Graphing Sea Ice Extent in the Arctic and Antarctic
Large amounts of ice form in some seasons in the oceans near the North Pole and the South Pole (the Arctic Ocean and the Southern Ocean). This ice, which forms when sea water freezes, is called sea ice. In this activity you will learn about sea ice. The amount of sea ice changes from month to month and from year to year. The size of the area covered by sea ice is called the "extent" of the sea ice. In this activity, you will graph the extent of the sea ice over time.
- We will start off by looking at the sea ice around the North Pole in the Arctic Ocean. Your teacher will give you a piece of graph paper. In a few minutes, you will graph data about the changes in the extent of sea ice in the Arctic Ocean. But first you will need to think about how you expect the sea ice extent to change throughout the year and make a hypothesis about how you expect the sea ice graph to look.
- You will graph the average sea ice extent for each month for a period of three years, from January 2005 through December 2007. The x-axis of your graph is time, in months. The y-axis of your graph is the extent of sea ice, in millions of square kilometers.
- Think of what you know about snow, ice, and the seasons. During what months would you expect there to be the most ice? During which months do you think there would be the least ice?
- Between 2005 and 2007, the largest extent of the sea ice was about
15 million km2. The smallest extent of the sea ice was about 4 million km2. Pick a colored pencil to use in drawing your hypothesis.

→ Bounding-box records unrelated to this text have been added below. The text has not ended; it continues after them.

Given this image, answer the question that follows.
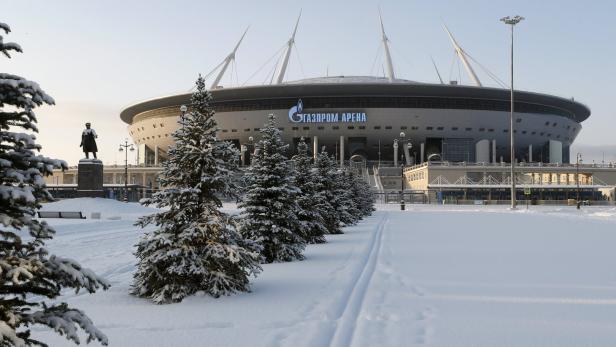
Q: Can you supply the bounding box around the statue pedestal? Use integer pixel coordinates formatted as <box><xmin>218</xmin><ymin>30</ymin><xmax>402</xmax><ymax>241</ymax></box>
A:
<box><xmin>77</xmin><ymin>159</ymin><xmax>105</xmax><ymax>198</ymax></box>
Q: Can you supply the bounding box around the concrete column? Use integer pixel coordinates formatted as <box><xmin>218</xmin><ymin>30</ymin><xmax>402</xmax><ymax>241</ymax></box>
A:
<box><xmin>312</xmin><ymin>135</ymin><xmax>319</xmax><ymax>160</ymax></box>
<box><xmin>340</xmin><ymin>135</ymin><xmax>344</xmax><ymax>167</ymax></box>
<box><xmin>240</xmin><ymin>145</ymin><xmax>248</xmax><ymax>166</ymax></box>
<box><xmin>549</xmin><ymin>140</ymin><xmax>563</xmax><ymax>164</ymax></box>
<box><xmin>394</xmin><ymin>141</ymin><xmax>398</xmax><ymax>167</ymax></box>
<box><xmin>419</xmin><ymin>142</ymin><xmax>426</xmax><ymax>164</ymax></box>
<box><xmin>402</xmin><ymin>142</ymin><xmax>411</xmax><ymax>166</ymax></box>
<box><xmin>475</xmin><ymin>140</ymin><xmax>490</xmax><ymax>163</ymax></box>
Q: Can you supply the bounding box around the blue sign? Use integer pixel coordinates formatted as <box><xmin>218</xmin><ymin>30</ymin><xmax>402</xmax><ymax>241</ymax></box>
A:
<box><xmin>289</xmin><ymin>99</ymin><xmax>368</xmax><ymax>123</ymax></box>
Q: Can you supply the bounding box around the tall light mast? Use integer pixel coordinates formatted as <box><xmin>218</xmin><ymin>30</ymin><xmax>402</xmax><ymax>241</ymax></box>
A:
<box><xmin>276</xmin><ymin>10</ymin><xmax>302</xmax><ymax>84</ymax></box>
<box><xmin>443</xmin><ymin>24</ymin><xmax>482</xmax><ymax>87</ymax></box>
<box><xmin>210</xmin><ymin>28</ymin><xmax>248</xmax><ymax>89</ymax></box>
<box><xmin>379</xmin><ymin>10</ymin><xmax>396</xmax><ymax>82</ymax></box>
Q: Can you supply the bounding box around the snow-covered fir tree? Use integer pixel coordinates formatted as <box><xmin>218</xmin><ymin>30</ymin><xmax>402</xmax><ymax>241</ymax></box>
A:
<box><xmin>349</xmin><ymin>170</ymin><xmax>374</xmax><ymax>219</ymax></box>
<box><xmin>132</xmin><ymin>76</ymin><xmax>261</xmax><ymax>304</ymax></box>
<box><xmin>335</xmin><ymin>168</ymin><xmax>362</xmax><ymax>226</ymax></box>
<box><xmin>240</xmin><ymin>114</ymin><xmax>306</xmax><ymax>263</ymax></box>
<box><xmin>293</xmin><ymin>137</ymin><xmax>330</xmax><ymax>243</ymax></box>
<box><xmin>0</xmin><ymin>23</ymin><xmax>109</xmax><ymax>346</ymax></box>
<box><xmin>315</xmin><ymin>149</ymin><xmax>351</xmax><ymax>234</ymax></box>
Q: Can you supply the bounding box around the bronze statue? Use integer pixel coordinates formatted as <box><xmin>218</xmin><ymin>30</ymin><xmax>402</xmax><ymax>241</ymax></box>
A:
<box><xmin>79</xmin><ymin>123</ymin><xmax>98</xmax><ymax>159</ymax></box>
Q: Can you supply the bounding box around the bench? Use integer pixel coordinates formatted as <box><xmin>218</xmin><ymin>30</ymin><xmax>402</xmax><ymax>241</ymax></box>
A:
<box><xmin>37</xmin><ymin>211</ymin><xmax>86</xmax><ymax>219</ymax></box>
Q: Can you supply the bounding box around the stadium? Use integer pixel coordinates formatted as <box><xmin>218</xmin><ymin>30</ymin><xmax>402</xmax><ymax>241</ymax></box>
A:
<box><xmin>120</xmin><ymin>18</ymin><xmax>590</xmax><ymax>166</ymax></box>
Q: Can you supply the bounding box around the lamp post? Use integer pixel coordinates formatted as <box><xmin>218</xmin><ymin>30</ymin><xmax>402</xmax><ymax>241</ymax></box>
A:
<box><xmin>575</xmin><ymin>153</ymin><xmax>582</xmax><ymax>210</ymax></box>
<box><xmin>180</xmin><ymin>105</ymin><xmax>188</xmax><ymax>130</ymax></box>
<box><xmin>394</xmin><ymin>131</ymin><xmax>411</xmax><ymax>211</ymax></box>
<box><xmin>119</xmin><ymin>139</ymin><xmax>135</xmax><ymax>202</ymax></box>
<box><xmin>501</xmin><ymin>16</ymin><xmax>524</xmax><ymax>210</ymax></box>
<box><xmin>246</xmin><ymin>136</ymin><xmax>254</xmax><ymax>166</ymax></box>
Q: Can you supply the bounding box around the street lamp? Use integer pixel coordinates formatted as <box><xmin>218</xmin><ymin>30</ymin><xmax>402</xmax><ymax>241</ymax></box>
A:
<box><xmin>180</xmin><ymin>105</ymin><xmax>188</xmax><ymax>130</ymax></box>
<box><xmin>118</xmin><ymin>139</ymin><xmax>135</xmax><ymax>202</ymax></box>
<box><xmin>575</xmin><ymin>153</ymin><xmax>582</xmax><ymax>210</ymax></box>
<box><xmin>246</xmin><ymin>136</ymin><xmax>255</xmax><ymax>166</ymax></box>
<box><xmin>394</xmin><ymin>131</ymin><xmax>411</xmax><ymax>211</ymax></box>
<box><xmin>501</xmin><ymin>16</ymin><xmax>524</xmax><ymax>210</ymax></box>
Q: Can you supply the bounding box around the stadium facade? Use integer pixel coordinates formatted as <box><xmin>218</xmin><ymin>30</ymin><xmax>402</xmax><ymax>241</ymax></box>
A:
<box><xmin>120</xmin><ymin>18</ymin><xmax>590</xmax><ymax>169</ymax></box>
<box><xmin>121</xmin><ymin>77</ymin><xmax>590</xmax><ymax>165</ymax></box>
<box><xmin>48</xmin><ymin>13</ymin><xmax>616</xmax><ymax>203</ymax></box>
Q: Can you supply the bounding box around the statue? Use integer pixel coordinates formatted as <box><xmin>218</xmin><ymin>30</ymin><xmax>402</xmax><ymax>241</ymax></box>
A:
<box><xmin>79</xmin><ymin>123</ymin><xmax>98</xmax><ymax>159</ymax></box>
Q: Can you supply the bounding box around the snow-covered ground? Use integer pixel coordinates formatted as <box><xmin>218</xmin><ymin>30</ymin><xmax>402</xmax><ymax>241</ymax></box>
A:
<box><xmin>35</xmin><ymin>199</ymin><xmax>616</xmax><ymax>346</ymax></box>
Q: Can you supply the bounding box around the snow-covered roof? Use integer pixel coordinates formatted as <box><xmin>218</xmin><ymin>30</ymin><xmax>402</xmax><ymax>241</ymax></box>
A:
<box><xmin>284</xmin><ymin>76</ymin><xmax>423</xmax><ymax>84</ymax></box>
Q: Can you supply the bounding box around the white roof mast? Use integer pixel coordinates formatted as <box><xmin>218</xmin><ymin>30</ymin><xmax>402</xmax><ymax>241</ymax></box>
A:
<box><xmin>276</xmin><ymin>10</ymin><xmax>302</xmax><ymax>84</ymax></box>
<box><xmin>443</xmin><ymin>24</ymin><xmax>482</xmax><ymax>87</ymax></box>
<box><xmin>210</xmin><ymin>28</ymin><xmax>248</xmax><ymax>89</ymax></box>
<box><xmin>379</xmin><ymin>9</ymin><xmax>396</xmax><ymax>82</ymax></box>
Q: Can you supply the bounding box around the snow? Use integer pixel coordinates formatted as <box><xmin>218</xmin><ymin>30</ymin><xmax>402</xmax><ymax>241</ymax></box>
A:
<box><xmin>33</xmin><ymin>199</ymin><xmax>616</xmax><ymax>346</ymax></box>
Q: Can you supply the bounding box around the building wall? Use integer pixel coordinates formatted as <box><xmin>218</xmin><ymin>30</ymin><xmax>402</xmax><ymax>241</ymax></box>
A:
<box><xmin>128</xmin><ymin>107</ymin><xmax>581</xmax><ymax>166</ymax></box>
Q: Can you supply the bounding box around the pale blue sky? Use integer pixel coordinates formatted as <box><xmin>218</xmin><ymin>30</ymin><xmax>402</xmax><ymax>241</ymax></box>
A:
<box><xmin>0</xmin><ymin>0</ymin><xmax>616</xmax><ymax>164</ymax></box>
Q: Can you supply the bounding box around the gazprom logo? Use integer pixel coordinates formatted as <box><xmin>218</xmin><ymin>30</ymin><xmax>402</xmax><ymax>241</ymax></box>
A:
<box><xmin>289</xmin><ymin>99</ymin><xmax>367</xmax><ymax>123</ymax></box>
<box><xmin>289</xmin><ymin>99</ymin><xmax>304</xmax><ymax>123</ymax></box>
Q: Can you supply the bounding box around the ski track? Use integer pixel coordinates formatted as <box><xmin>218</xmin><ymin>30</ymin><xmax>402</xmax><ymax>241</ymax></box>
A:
<box><xmin>329</xmin><ymin>212</ymin><xmax>389</xmax><ymax>347</ymax></box>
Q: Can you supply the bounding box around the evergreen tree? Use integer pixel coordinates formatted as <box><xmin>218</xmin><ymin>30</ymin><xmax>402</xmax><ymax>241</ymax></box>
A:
<box><xmin>293</xmin><ymin>138</ymin><xmax>329</xmax><ymax>243</ymax></box>
<box><xmin>132</xmin><ymin>76</ymin><xmax>261</xmax><ymax>304</ymax></box>
<box><xmin>240</xmin><ymin>115</ymin><xmax>306</xmax><ymax>263</ymax></box>
<box><xmin>349</xmin><ymin>170</ymin><xmax>374</xmax><ymax>219</ymax></box>
<box><xmin>0</xmin><ymin>23</ymin><xmax>109</xmax><ymax>346</ymax></box>
<box><xmin>315</xmin><ymin>149</ymin><xmax>350</xmax><ymax>234</ymax></box>
<box><xmin>336</xmin><ymin>169</ymin><xmax>361</xmax><ymax>226</ymax></box>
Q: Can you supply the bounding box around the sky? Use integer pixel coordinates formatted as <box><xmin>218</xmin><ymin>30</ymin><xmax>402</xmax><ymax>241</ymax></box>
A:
<box><xmin>0</xmin><ymin>0</ymin><xmax>616</xmax><ymax>165</ymax></box>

Sketch a curve on the graph paper showing your hypothesis about how the sea ice extent changed from January 2005 through December 2007.
- Your teacher will provide you with actual data of monthly sea ice extent in the Arctic from January 2005 through December 2007. Pick a different colored pencil than the one you used to sketch your hypothesis, and plot the actual data on the same graph paper you used to sketch your hypothesis.
- Compare your hypothesis with the actual data. How similar are the two curves? If there are differences, what might explain those differences?
- In which month is there the most sea ice? In which month is there the least? Is it the same month each year?
- Next, let's consider sea ice extent near the South Pole around Antarctica. Think about the ways that the changes in sea ice extent over time near Antarctica might be similar to, and different from, changes in the Arctic. Once again, choose a different colored pencil, and sketch in a curve showing your hypothesis about sea ice extent over time in the Antarctic. Do this on the same piece of graph paper you have been using all along. Between 2005 and 2007, the largest extent of the sea ice in the Antarctic was about
19 million km2. The smallest extent of the sea ice was about 3 million km2.
- Your teacher will give you another set of data. This set lists actual sea ice extent from January 2005 through December 2007 for the Antarctic. Again, choose a different colored pencil and plot this new set of data on your same graph.
- How does the actual data for the Antarctic compare with the your hypothesis? If there are differences, think about the possible causes of those differences. In which month is there the most sea ice in the Antarctic? In which month is there the least? Is it the same month each year? How does the actual data from the Arctic compare with the actual data from the Antarctic? What might be the causes of the differences between sea ice patterns near the two poles?
- Now that you have seen how sea ice extent changes throughout the seasons near both poles, we'll take a look at a longer time frame. Let's see how sea ice extent changes (if at all!) from one year to the next. We'll look at a period of 30 years, from 1980 to 2010. We'll look at data for the time of minimum sea ice each year, and also for the time of maximum sea ice each year. You will plot data at 5-year intervals; for the years 1980, 1985, 1990, 1995, 2000, 2005, and 2010.
- Your teacher will give you a new sheet of graph paper. The y-axis on this graph is the same as the y-axis on your other graph; it represents sea ice extent in millions of square kilometers. The x-axis on this new graph also represents time; but instead of months, it is in years. Choose four different colored pencils to use for graphing on this new sheet. You can use the four colors you used on the earlier graph; just make sure you use four colors that are different from each other.
- Your teacher will give you two more tables of data. "Data Table #3: Arctic Sea Ice Extent" lists sea ice extent in the Arctic for the months of March and September for twelve different years. "Data Table #4: Antarctic Sea Ice Extent" lists sea ice extent in the Antarctic for the months of February and September for the same twelve years.
- Choose one of your colored pencils. Plot the data for 1980 through 2010 for the Arctic for the month of March.
- Select another color. Plot the data for 1980 through 2010 for the Arctic for the month of September.
- Select another color. Plot the data for 1980 through 2010 for the Antarctic for the month of February.
- Select another color. Plot the data for 1980 through 2010 for the Antarctic for the month of September.
- Look at the graphs you just made. Does the sea ice extent change over the years for any of the four data sets? Is the amount of sea ice, in either the Arctic or the Antarctic, at the least extent or the greatest extent, changing over this 30-year period? If so, is it increasing or decreasing?